絵画にとどまらず、近年では陶芸や版画の制作でも知られ、展覧会の企画や批評テクストの執筆など多岐にわたる活動を展開する美術家・梅津庸一の約20年に渡る仕事のすべてを見せる大規模な個展・特別展「梅津庸一 クリスタルパレス」が、国立国際美術館(大阪市北区)で開かれている。2024年10月6日(日)まで。
会場に並んでいるのは、自画像、ドローイング、ヤシの木のオブジェに版画、それにビジュアルバンドとのコラボレーションもある。2000年代半ばにスタートした梅津の活動の軌跡を追う試みとなっている今展は、展示室を進む度に変化があり、梅津の多岐にわたる活動を実感できる。ただ「単なる回顧展ではなく、彼のどの仕事にも存在する『つくるとは何か?』という問いに、考えるきっかけ、場所になることが今展の目的です」と、同館の福元崇志主任研究員は話す。
梅津は日本の洋画の歴史を参照しつつ、裸の自画像を手掛けることで知られている。第1章では、小学校6年生の時、そして大学生の時に描いた作品やデビュー作となった作品、そして「日記のように大量に描いていた」(梅津)ドローイングの一部などが展示されている。

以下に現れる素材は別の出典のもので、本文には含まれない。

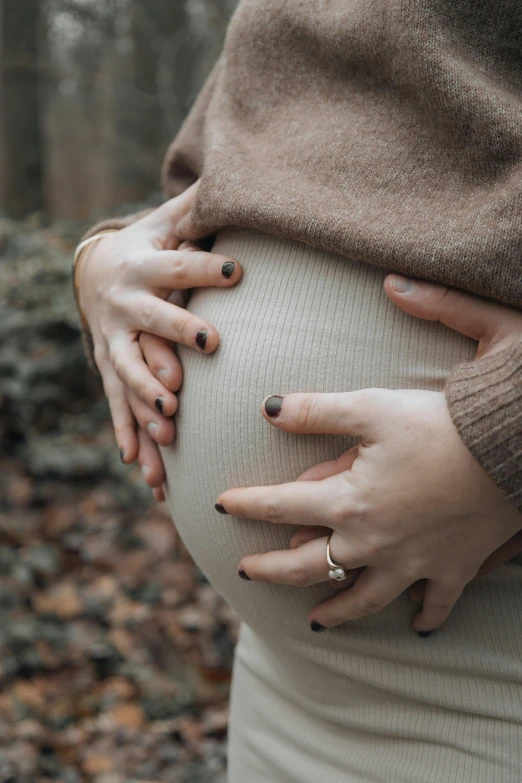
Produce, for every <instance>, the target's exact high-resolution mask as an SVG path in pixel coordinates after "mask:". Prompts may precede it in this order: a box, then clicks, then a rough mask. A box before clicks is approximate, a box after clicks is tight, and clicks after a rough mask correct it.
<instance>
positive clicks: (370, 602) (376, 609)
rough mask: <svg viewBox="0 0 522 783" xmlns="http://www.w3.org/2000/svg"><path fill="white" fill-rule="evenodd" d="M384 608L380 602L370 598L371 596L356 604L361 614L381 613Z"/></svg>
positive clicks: (371, 598)
mask: <svg viewBox="0 0 522 783" xmlns="http://www.w3.org/2000/svg"><path fill="white" fill-rule="evenodd" d="M384 607H385V604H384V603H383V602H382V601H379V600H377V599H376V598H372V597H371V596H365V597H364V598H360V599H359V601H358V603H357V609H358V611H359V612H360V613H361V614H363V615H364V614H377V613H378V612H381V611H382V610H383V609H384Z"/></svg>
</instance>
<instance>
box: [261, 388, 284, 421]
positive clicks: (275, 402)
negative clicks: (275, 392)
mask: <svg viewBox="0 0 522 783" xmlns="http://www.w3.org/2000/svg"><path fill="white" fill-rule="evenodd" d="M283 400H284V397H282V396H281V395H280V394H273V395H272V397H269V398H268V400H267V401H266V402H265V411H266V415H267V416H271V417H272V418H273V419H275V418H276V416H279V414H280V413H281V408H282V406H283Z"/></svg>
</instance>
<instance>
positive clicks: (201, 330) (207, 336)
mask: <svg viewBox="0 0 522 783" xmlns="http://www.w3.org/2000/svg"><path fill="white" fill-rule="evenodd" d="M207 337H208V330H207V329H200V330H199V331H198V332H196V345H197V346H198V348H201V350H202V351H204V350H205V346H206V344H207Z"/></svg>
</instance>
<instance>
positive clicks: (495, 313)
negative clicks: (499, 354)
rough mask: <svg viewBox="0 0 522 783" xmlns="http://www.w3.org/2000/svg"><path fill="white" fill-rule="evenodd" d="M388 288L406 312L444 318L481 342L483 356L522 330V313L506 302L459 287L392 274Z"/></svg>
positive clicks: (423, 315) (491, 350) (450, 323)
mask: <svg viewBox="0 0 522 783" xmlns="http://www.w3.org/2000/svg"><path fill="white" fill-rule="evenodd" d="M384 290H385V292H386V295H387V296H388V298H389V299H391V301H392V302H393V303H394V304H396V305H397V307H400V308H401V310H404V312H405V313H408V314H409V315H413V316H415V318H422V319H424V320H427V321H440V322H441V323H442V324H444V325H445V326H448V327H449V328H450V329H454V330H455V331H456V332H460V334H464V335H466V337H471V339H473V340H477V342H479V351H478V354H479V355H483V354H484V353H486V351H489V352H490V351H492V349H493V348H495V349H496V350H498V349H500V348H501V347H503V346H502V345H501V343H502V341H503V340H505V339H506V338H509V336H510V335H513V333H514V332H520V331H522V315H521V314H520V313H519V312H517V311H516V310H514V309H513V308H511V307H509V306H508V305H504V304H497V303H496V302H491V301H490V300H489V299H482V298H481V297H479V296H475V295H473V294H468V293H465V292H464V291H460V290H459V289H457V288H449V287H448V286H444V285H438V284H437V283H429V282H426V281H421V280H413V279H411V278H407V277H402V276H401V275H396V274H393V275H388V276H387V277H386V279H385V281H384Z"/></svg>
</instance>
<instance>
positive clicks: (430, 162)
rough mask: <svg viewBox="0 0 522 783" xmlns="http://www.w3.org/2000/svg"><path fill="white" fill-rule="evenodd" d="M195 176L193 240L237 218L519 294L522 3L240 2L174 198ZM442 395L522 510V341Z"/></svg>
mask: <svg viewBox="0 0 522 783" xmlns="http://www.w3.org/2000/svg"><path fill="white" fill-rule="evenodd" d="M196 179H200V186H199V190H198V194H197V198H196V201H195V203H194V206H193V208H192V210H191V212H190V213H189V214H188V215H187V217H186V218H185V219H184V221H183V222H182V224H181V226H180V233H181V235H182V238H186V239H199V238H202V237H205V236H208V235H210V234H212V233H214V232H215V231H217V230H219V229H221V228H223V227H225V226H231V225H232V226H242V227H245V228H250V229H254V230H256V231H260V232H264V233H266V234H272V235H276V236H281V237H286V238H289V239H295V240H299V241H301V242H305V243H307V244H310V245H312V246H314V247H319V248H323V249H325V250H330V251H333V252H335V253H340V254H342V255H345V256H346V257H347V258H350V259H352V260H355V261H357V260H359V261H363V262H366V263H371V264H374V265H376V266H378V267H382V268H385V269H387V270H389V271H395V272H398V273H401V274H403V275H408V276H411V277H416V278H420V279H424V280H430V281H434V282H437V283H442V284H445V285H450V286H454V287H457V288H460V289H462V290H465V291H469V292H472V293H475V294H478V295H480V296H483V297H488V298H490V299H493V300H495V301H497V302H501V303H505V304H507V305H510V306H512V307H515V308H519V309H522V4H521V3H520V0H497V1H496V2H495V3H492V2H490V1H489V0H482V1H481V0H386V2H382V0H329V2H326V0H284V2H283V0H243V2H241V3H240V4H239V6H238V8H237V10H236V13H235V14H234V16H233V18H232V21H231V23H230V26H229V29H228V33H227V37H226V41H225V45H224V48H223V51H222V53H221V56H220V57H219V59H218V61H217V63H216V65H215V67H214V70H213V71H212V73H211V75H210V76H209V78H208V80H207V82H206V84H205V86H204V88H203V90H202V91H201V93H200V95H199V96H198V98H197V100H196V102H195V104H194V106H193V108H192V111H191V112H190V114H189V116H188V117H187V119H186V121H185V123H184V125H183V126H182V128H181V130H180V132H179V133H178V135H177V137H176V138H175V140H174V141H173V143H172V145H171V146H170V148H169V150H168V153H167V156H166V159H165V162H164V166H163V186H164V193H165V196H166V197H167V198H171V197H173V196H176V195H178V194H179V193H181V192H183V190H185V189H186V188H187V187H188V186H189V185H191V184H192V183H193V182H194V181H196ZM132 220H133V217H132V216H130V217H129V218H128V219H127V220H124V221H108V222H105V223H103V224H100V225H98V226H96V227H95V229H93V231H94V230H99V229H100V228H101V227H113V226H114V227H123V226H124V225H126V224H128V223H129V222H131V221H132ZM89 233H92V232H89ZM446 396H447V400H448V406H449V410H450V413H451V416H452V420H453V422H454V424H455V426H456V428H457V430H458V432H459V434H460V435H461V437H462V438H463V440H464V442H465V443H466V445H467V446H468V448H469V449H470V451H471V453H472V454H473V455H474V456H475V458H476V459H477V460H478V461H479V463H480V464H481V465H482V467H483V468H484V469H485V470H486V472H488V473H489V475H490V476H491V477H492V478H493V479H494V480H495V481H496V482H497V484H498V485H499V486H500V487H501V488H502V490H503V491H504V493H505V494H506V496H507V497H508V498H509V499H510V500H511V501H512V502H513V504H514V505H515V506H517V508H518V509H519V510H521V511H522V340H518V342H516V343H515V344H514V345H512V346H510V347H509V348H506V349H504V350H503V351H499V352H498V353H497V354H495V355H493V356H490V357H486V358H484V359H481V360H479V361H475V362H472V363H470V364H466V365H463V366H460V367H457V368H455V370H454V372H452V374H451V375H450V377H449V378H448V381H447V385H446Z"/></svg>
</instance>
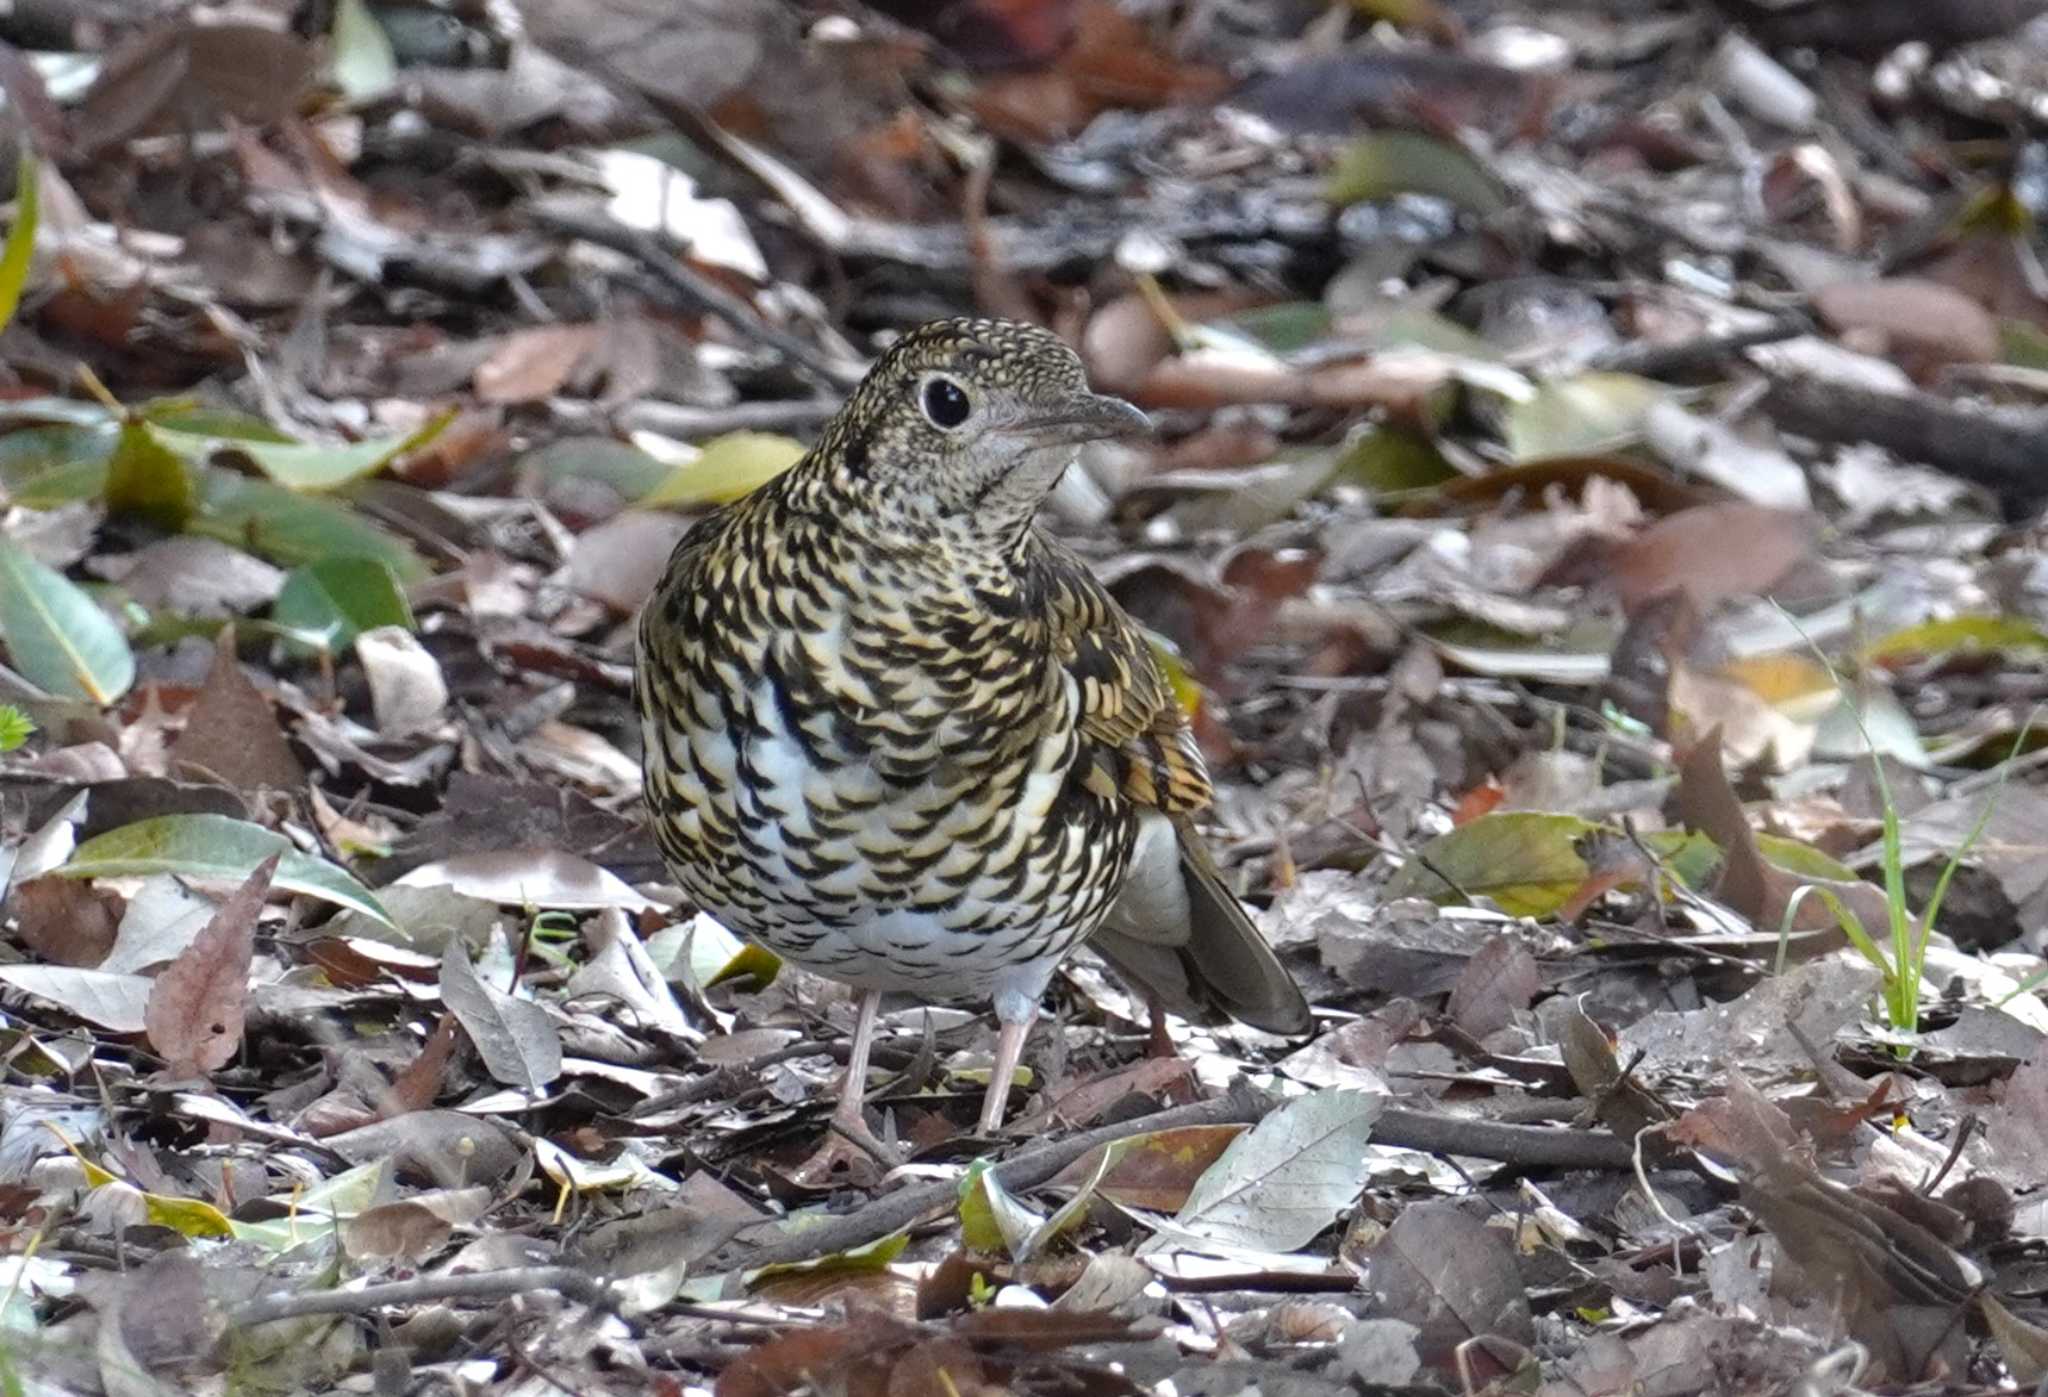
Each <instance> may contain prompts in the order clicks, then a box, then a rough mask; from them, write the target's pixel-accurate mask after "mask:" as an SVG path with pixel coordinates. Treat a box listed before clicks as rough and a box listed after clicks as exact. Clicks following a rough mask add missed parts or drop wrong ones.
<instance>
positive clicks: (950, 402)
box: [918, 375, 975, 432]
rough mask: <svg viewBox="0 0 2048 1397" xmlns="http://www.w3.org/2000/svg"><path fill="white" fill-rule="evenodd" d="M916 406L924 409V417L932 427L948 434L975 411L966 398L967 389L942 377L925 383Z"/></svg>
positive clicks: (963, 421) (928, 379) (932, 379)
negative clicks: (917, 406)
mask: <svg viewBox="0 0 2048 1397" xmlns="http://www.w3.org/2000/svg"><path fill="white" fill-rule="evenodd" d="M918 404H920V406H922V408H924V416H926V418H928V420H930V422H932V426H936V428H942V430H948V432H950V430H952V428H956V426H958V424H961V422H967V418H969V414H971V412H973V410H975V404H971V401H969V397H967V389H965V387H961V385H958V383H954V381H952V379H948V377H942V375H940V377H932V379H928V381H926V385H924V393H920V397H918Z"/></svg>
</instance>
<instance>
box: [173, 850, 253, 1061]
mask: <svg viewBox="0 0 2048 1397" xmlns="http://www.w3.org/2000/svg"><path fill="white" fill-rule="evenodd" d="M279 858H283V854H270V856H268V858H264V860H262V862H260V864H256V871H254V873H252V875H250V877H248V881H246V883H244V885H242V887H238V889H236V891H233V895H231V897H229V899H227V901H223V903H221V909H219V912H215V914H213V920H211V922H207V926H205V928H203V930H201V932H199V936H195V938H193V944H190V946H186V948H184V952H180V955H178V959H176V961H172V963H170V965H168V967H164V971H162V973H160V975H158V977H156V983H154V985H152V987H150V1004H147V1010H145V1016H143V1024H145V1028H147V1032H150V1045H152V1047H154V1049H156V1051H158V1053H162V1055H164V1059H166V1067H168V1071H170V1073H172V1075H174V1077H184V1075H195V1073H197V1075H207V1073H213V1071H219V1069H221V1067H225V1065H227V1063H229V1061H231V1059H233V1055H236V1049H240V1047H242V1018H244V1012H246V1008H248V991H250V961H252V959H254V952H256V914H258V912H262V901H264V897H266V895H268V893H270V877H272V875H274V873H276V862H279Z"/></svg>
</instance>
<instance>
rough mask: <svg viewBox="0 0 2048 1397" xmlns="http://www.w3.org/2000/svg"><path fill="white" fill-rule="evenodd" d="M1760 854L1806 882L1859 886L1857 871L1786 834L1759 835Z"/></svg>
mask: <svg viewBox="0 0 2048 1397" xmlns="http://www.w3.org/2000/svg"><path fill="white" fill-rule="evenodd" d="M1757 852H1759V854H1763V860H1765V862H1767V864H1772V866H1776V869H1784V871H1786V873H1796V875H1798V877H1802V879H1825V881H1829V883H1855V879H1858V875H1855V869H1849V866H1847V864H1843V862H1841V860H1837V858H1833V856H1829V854H1823V852H1821V850H1817V848H1815V846H1812V844H1802V842H1800V840H1788V838H1786V836H1782V834H1757Z"/></svg>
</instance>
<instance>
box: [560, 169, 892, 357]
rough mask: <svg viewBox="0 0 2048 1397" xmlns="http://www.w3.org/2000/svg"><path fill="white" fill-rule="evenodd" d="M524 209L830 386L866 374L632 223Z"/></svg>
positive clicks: (567, 235)
mask: <svg viewBox="0 0 2048 1397" xmlns="http://www.w3.org/2000/svg"><path fill="white" fill-rule="evenodd" d="M528 213H530V215H532V219H535V221H537V223H541V227H547V229H551V231H557V234H565V236H569V238H582V240H584V242H594V244H596V246H600V248H610V250H612V252H623V254H627V256H629V258H633V260H635V262H639V264H641V266H645V268H647V270H649V272H653V274H655V277H657V279H659V281H662V283H666V285H668V289H670V291H674V293H676V295H680V297H682V299H684V301H686V303H688V305H690V309H696V311H705V313H711V315H717V317H719V320H723V322H725V324H727V326H729V328H731V330H733V332H735V334H739V336H743V338H748V340H756V342H758V344H766V346H768V348H772V350H776V352H778V354H782V356H784V358H788V361H791V363H795V365H799V367H801V369H805V371H807V373H809V375H813V377H817V379H823V381H825V383H829V385H831V387H854V385H856V383H860V379H862V375H864V373H866V365H850V363H842V361H838V358H827V356H825V354H819V352H817V348H813V346H811V344H807V342H805V340H801V338H797V336H795V334H791V332H788V330H782V328H778V326H770V324H768V322H766V320H762V317H760V315H758V313H756V311H754V307H752V305H748V303H745V301H741V299H739V297H737V295H733V293H731V291H727V289H725V287H721V285H719V283H715V281H713V279H711V277H705V274H700V272H696V270H694V268H690V266H688V264H686V262H684V260H682V256H680V254H676V252H674V250H670V248H666V246H664V244H662V242H659V240H657V238H655V236H653V234H643V231H641V229H637V227H627V225H625V223H618V221H614V219H608V217H604V215H592V213H575V211H571V209H561V207H547V205H535V207H532V209H528Z"/></svg>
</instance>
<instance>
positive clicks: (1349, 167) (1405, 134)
mask: <svg viewBox="0 0 2048 1397" xmlns="http://www.w3.org/2000/svg"><path fill="white" fill-rule="evenodd" d="M1395 195H1436V197H1438V199H1446V201H1450V203H1454V205H1458V207H1460V209H1464V211H1468V213H1479V215H1491V213H1501V211H1503V209H1505V207H1507V190H1505V188H1503V186H1501V182H1499V180H1497V178H1495V176H1493V172H1489V170H1487V168H1485V166H1481V164H1479V162H1477V160H1473V156H1470V154H1468V152H1464V150H1460V147H1458V145H1454V143H1450V141H1440V139H1436V137H1434V135H1421V133H1419V131H1374V133H1370V135H1362V137H1358V139H1356V141H1352V143H1350V145H1346V147H1343V154H1341V156H1337V166H1335V170H1331V172H1329V184H1327V197H1329V201H1331V203H1333V205H1348V203H1360V201H1366V199H1393V197H1395Z"/></svg>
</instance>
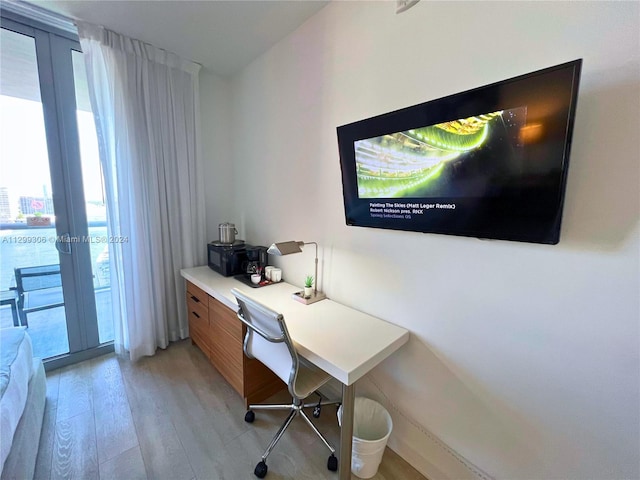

梅津は自らの活動を「花粉」になぞらえることがある。空気中を漂ってどこに広がるのか、どこにたどりつくのかわからない、いわばメッセージを伝えるようなものだという。2021年に滋賀県・信楽に移住した梅津は、作陶に取り組む。長引くコロナ禍の閉塞感に疲れ、制作意欲を取り戻すため土と向き合った。その中で制作した『花粉濾し器』について梅津は「陶芸は器を作るものだけど、フライパンをひっくり返して器の機能をなくし、そこに表現としての垂直の棒を立てて左右非対称のフィルター、ラケットのようなものをつけた。花粉をキャッチするというイメージ。熱に負けて曲がったりひび割れたりしているが、そういうアクシデントも受け入れ、陶芸における自画像のような作品」と解説する。
美術家が作品をつくるには、多くの人、施設に支えられている。例えば陶芸では窯、版画では摺師というように。第4章では、壁紙もすべて作品だ。「70センチ×1メートルを800枚刷った。自分が刷ったものもある。プロの技も見ることができるが、歪んでるのが作家っぽい」と振り返る。